Aiming sensitivity and squad mechanics have received minor tweaks but are principally the same as before. The seamless cut scenes and minimal loading times have been optimized but are once again directed in a similar way and offer nothing new. There is plenty of evidence to suggest therefore that this game is more of an expansion pack than it is a sequel.

So there you have it solider, you’ve covered the basics of Ghost Recon Advanced Warfighter 2. And unless you’ve been too busy watching unsavory content on your cross-coms, you’ll realize that GRAW 2 isn’t all that different in terms of gameplay or content to the original next-gen installment. But what makes GRAW 2 deserving of your attention (and ultimately, your hard earned cash) is all the things it does better than the original. This is a much more accessible representation of life behind enemy lines. It is an answer to the cries of those who found the original Advanced Warfighter frustrating and gimmicky. It doesn’t do anything new. It does the stuff we already know about, but better. As crude a description as that may be, there isn’t an aspect of GRAW 1 that hasn’t been at the very least reexamined in some way. In some cases, genuine improvements have been made. GRAW 2 may not be innovative, and there are many of you who would find that reason enough to ignore it, but it is undeniably a great game.
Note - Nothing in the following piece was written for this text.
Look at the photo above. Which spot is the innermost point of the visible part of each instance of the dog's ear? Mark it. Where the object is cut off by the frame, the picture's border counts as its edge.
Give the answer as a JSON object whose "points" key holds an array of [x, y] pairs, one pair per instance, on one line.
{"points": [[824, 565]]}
Since its debut on next-gen formats, the Ghost Recon series has benefitted greatly from the technical prowess of modern hardware. The gameplay of the series has evolved to incorporate the visual horsepower of these new consoles. GRAW1 offered a solid third person experience with top end graphics to boot. Fast forward to Ubisoft’s return visit to the world of Scott Mitchell and you have a game that feels so much more like it belongs in the next generation. The second Advanced Warfighter is noticeably better looking. Ubisoft really have taken the series’ infamous realism beyond the fact that it takes very few bullets to kill you.
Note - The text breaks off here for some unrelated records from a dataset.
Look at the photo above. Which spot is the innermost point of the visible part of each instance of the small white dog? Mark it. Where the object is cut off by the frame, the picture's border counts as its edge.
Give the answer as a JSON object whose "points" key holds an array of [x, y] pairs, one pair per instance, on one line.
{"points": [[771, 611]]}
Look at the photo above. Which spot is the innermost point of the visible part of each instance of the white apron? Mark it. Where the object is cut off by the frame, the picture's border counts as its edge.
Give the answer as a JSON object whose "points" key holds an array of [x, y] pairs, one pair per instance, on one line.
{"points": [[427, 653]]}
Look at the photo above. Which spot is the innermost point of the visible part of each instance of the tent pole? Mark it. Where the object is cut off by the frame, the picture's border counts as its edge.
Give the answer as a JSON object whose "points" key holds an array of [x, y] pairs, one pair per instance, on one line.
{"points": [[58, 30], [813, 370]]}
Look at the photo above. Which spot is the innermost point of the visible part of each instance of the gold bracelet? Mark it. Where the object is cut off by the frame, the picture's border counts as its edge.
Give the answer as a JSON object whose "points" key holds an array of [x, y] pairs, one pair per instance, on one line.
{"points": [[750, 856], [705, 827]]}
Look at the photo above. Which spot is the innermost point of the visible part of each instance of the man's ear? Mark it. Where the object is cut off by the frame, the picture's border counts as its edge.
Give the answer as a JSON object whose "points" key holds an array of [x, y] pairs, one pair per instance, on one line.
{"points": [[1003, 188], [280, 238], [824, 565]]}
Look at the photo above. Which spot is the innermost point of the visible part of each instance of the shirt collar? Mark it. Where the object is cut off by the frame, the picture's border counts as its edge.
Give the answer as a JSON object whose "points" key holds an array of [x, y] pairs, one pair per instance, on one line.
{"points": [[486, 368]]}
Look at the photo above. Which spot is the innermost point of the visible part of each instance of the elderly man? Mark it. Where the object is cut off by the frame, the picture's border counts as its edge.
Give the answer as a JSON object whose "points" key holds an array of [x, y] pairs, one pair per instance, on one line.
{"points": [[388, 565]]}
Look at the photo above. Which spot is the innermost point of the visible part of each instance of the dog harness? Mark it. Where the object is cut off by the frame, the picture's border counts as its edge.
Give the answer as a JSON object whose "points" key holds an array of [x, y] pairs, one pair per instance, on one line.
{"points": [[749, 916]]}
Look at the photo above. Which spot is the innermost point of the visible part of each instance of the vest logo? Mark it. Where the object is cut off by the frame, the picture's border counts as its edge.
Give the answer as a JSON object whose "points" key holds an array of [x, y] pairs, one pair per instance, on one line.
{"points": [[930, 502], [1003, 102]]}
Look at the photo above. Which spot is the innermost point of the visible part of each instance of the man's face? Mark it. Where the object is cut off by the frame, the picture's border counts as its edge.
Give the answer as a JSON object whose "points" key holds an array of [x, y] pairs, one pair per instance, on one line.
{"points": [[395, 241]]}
The sights you will witness throughout the single player campaign are a true achievement in visual quality. It’s all in the lighting you see, as never before have rays of sunlight and times of the day seemed quite so worthy of taking the time to look at and admire. You are therefore forced to consider the impact of lighting and weather on your visibility in combat. When you also take into account the responses of the A.I. to those same conditions you realize that this game, on the hardware that it’s available for, is as close to “being there” as you’ll ever be.
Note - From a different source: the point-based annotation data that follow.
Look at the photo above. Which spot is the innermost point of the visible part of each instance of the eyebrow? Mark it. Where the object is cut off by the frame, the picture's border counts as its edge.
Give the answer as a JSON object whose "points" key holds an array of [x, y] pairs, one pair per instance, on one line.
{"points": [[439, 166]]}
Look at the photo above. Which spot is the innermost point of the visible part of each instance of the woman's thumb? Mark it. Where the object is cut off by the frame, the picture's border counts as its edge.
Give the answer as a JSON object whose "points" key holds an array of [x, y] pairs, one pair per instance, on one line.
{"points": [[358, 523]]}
When you’ve stopped looking at the dynamically changing smoke and realized that there’s a war to be waged, you’ll find that fighting this fight is no longer unnecessarily difficult. This has become a reality because, once again, Ubisoft have recognized what needed the most work from GRAW 1. The aptly named Cross Com 2.0 boasts a full screen overhead view of the area and the ability to see what each member of your squad is seeing. They may appear to be minor, even trivial tweaks, but the impact they have on the playability of the game is staggering. The fact is that Scott Mitchell’s oversized contact lens is now much more robust thanks to this simple enhancement of its capabilities. It has also allowed Ubisoft to be more creative with the support options that are available to you. These include the amusingly named (but poorly armored) Mule, and various other tanks and aircraft that come and go with each passing mission. Being able to control these with greater ease has eliminated a lot of the frustration from the previous game. Although an example of yet another minor improvement, it solves the problem of not having enough control over the units you command.

Advanced Warfighter 2 offers a more balanced tactical experience that rewards you for making truly intelligent decisions. GRAW 2 is therefore the most complete third person over the shoulder shooter you’re likely to ever play.